Downtown BIA installs planters to urge homeless man into housing

By News Staff

He’s a familiar face to Ryerson University students and those who frequent the Yonge and Dundas area.

‘Jay’ as he’s known, can often be found holding the door open at the Tim Horton’s at Victoria and Dundas Streets. The area has also been his de facto home for the past decade. Jay’s sleeping bag and belongings are usually just steps away, spread across the sidewalk in front of the coffee shop.

Until now.

Jay has been displaced by planter boxes, installed specifically for the purpose of encouraging him to move on to a more permanent home. The planters were brought in by the Downtown Yonge BIA. The association says it’s all part of an effort to help Jay.

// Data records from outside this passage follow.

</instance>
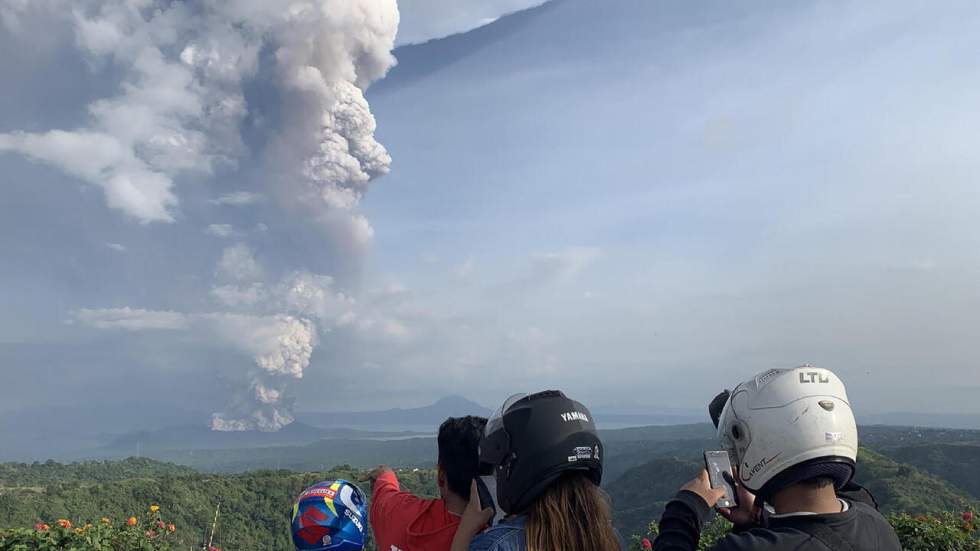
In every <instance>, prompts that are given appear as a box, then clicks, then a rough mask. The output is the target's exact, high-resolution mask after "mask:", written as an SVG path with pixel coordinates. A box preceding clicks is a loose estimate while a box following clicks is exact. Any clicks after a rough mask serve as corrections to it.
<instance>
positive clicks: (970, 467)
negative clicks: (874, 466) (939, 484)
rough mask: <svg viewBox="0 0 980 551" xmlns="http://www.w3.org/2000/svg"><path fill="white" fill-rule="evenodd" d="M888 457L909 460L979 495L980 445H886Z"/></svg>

“It’s not typically a BIA role or function,” admits Chief Operating Officer and Executive Director, Mark Garner. “We are what we call the convener of the neighbourhood, we’re the stewards of the neighbourhood. These are complicated issues and as a BIA we have to engage in some capacity to make these positive things for the community happen.”

Garner says dozens of people from the city’s Streets to Homes Assessment and Referral program have been working with Jay to get him the help he needs. Outreach workers and counsellors have offered Jay a housing unit, but say he has been hesitant to take them up on that offer.

The planters were installed to act as a deterrent and to help encourage Jay to move off the streets.

“This was an engagement with Jason to get him to accept housing and to get into the service and help that he needs,” said Garner. “If we don’t engage in this capacity, then this young man’s going to be dying on the street and we don’t want that to happen.”

But not everyone agrees with the BIA’s tactics.

“I think it would be a much better use of their time if they kind of used their power and political leverage to really get at the root of the issue,” said Craig Cook, an outreach worker with an organization called Sanctuary.

“We don’t have enough affordable housing in Toronto, it’s really essentially impossible to get housing if you’re on Ontario Works or ODSP” (Ontario Disability Support Program).

Garner is hopeful Jay will ultimately end up off the streets, where he can get the support he needs. He says the planter boxes will be removed once he’s settled into the available housing unit.